Just like August 2007 when the US housing debacle began, investors and bankers are now distrustful of lending money even to fellow bankers. When giant insurance company AIG needed help, no one except the Federal Reserve was willing to come to the rescue. The US stock market, sometimes considered a barometer of confidence in the economy, is slipping further into the red. Overseas, market losses are steeper.
"While there is a crisis in credit, there is an even greater crisis in confidence," says Sam Stovall, chief investment strategist at Standard & Poor's in New York.
The short-term implications of the void in confidence is skyrocketing short-term interest rates, which have prompted central banks to inject billions of dollars to try to calm world markets. Longer term, unless confidence returns, the world's economic prospects could dim further.
"Clearly we are in a recession, but this drives us into a deeper and broader recession throughout the world," says Sung Won Sohn, an economist at California State University, Channel Islands.
In the US, the financial events of the past few weeks hit a dizzying pace. On Sept. 7, the US government took over Fannie Mae and Freddie Mac, both major players in the mortgage market. Then on Monday, Lehman Brothers filed for bankruptcy after the government refused to bail it out and Merrill Lynch was purchased by Bank of America. On Tuesday night, the US Federal Reserve agreed to give insurer AIG a short-term bridge loan of $85 billion so it can begin to sell some of its assets. At the same time, there were reports that regulators are gauging interest among other banks in buying Washington Mutual.

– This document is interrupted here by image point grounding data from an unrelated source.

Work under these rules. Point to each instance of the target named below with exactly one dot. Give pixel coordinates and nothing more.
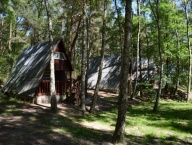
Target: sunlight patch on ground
(98, 126)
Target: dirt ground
(29, 124)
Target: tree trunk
(120, 26)
(95, 96)
(118, 135)
(10, 36)
(83, 66)
(52, 69)
(138, 48)
(189, 97)
(178, 63)
(155, 108)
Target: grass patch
(172, 124)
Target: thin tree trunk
(88, 52)
(138, 48)
(155, 108)
(120, 26)
(83, 66)
(95, 96)
(178, 63)
(118, 135)
(189, 97)
(10, 36)
(52, 69)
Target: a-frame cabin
(30, 77)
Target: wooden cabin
(111, 72)
(30, 77)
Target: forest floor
(31, 124)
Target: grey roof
(111, 71)
(29, 69)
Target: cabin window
(46, 75)
(59, 55)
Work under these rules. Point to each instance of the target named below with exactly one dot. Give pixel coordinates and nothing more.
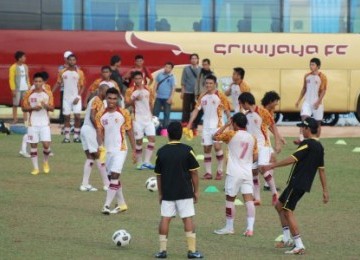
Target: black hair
(170, 63)
(105, 68)
(45, 75)
(194, 55)
(211, 77)
(240, 71)
(316, 61)
(115, 59)
(39, 75)
(269, 97)
(139, 56)
(240, 120)
(112, 91)
(206, 60)
(246, 97)
(174, 130)
(135, 73)
(18, 55)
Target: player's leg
(220, 160)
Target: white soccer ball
(156, 121)
(121, 237)
(151, 184)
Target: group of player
(107, 121)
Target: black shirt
(309, 157)
(174, 161)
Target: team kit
(114, 111)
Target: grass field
(47, 217)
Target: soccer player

Globally, there are reports of major changes as well. In London, Britain's largest mortgage lender, HBOS, saw its stock lose 30 percent of its value in two days and there are reports it will be acquired by Lloyds TSB.
The authorities in London have already stepped in on one occasion to save a failing bank, Northern Rock. Britain acted after depositors lined up around the block to get their money, the first run on a British bank in 150 years. The government finally decided it would have to effectively nationalize Northern Rock, at a cost of around $100 billion to the taxpayer. Chancellor Alistair Darling explained the British rationale on BBC Radio this week: "The test that we apply, and the test that I think the Americans apply, in relation to any institution, is if it went down, would there be a systemic risk – in other words, would it have a knock-on effect into the rest of the system."
The massive financial changes are prompting investors to shift to US Treasury securities, considered ultrasafe. However, this has also left many banks and financial institutions struggling to raise short-term cash.
In Portland, Ore., John Lekas, portfolio manager of Leader Short-Term Bond Fund, says he has been buying depressed bonds from regional financial institutions and getting returns of 13 percent to 21 percent. "No question, we've got a panic going on right now," says Mr. Lekas. "It's actually worse than last August."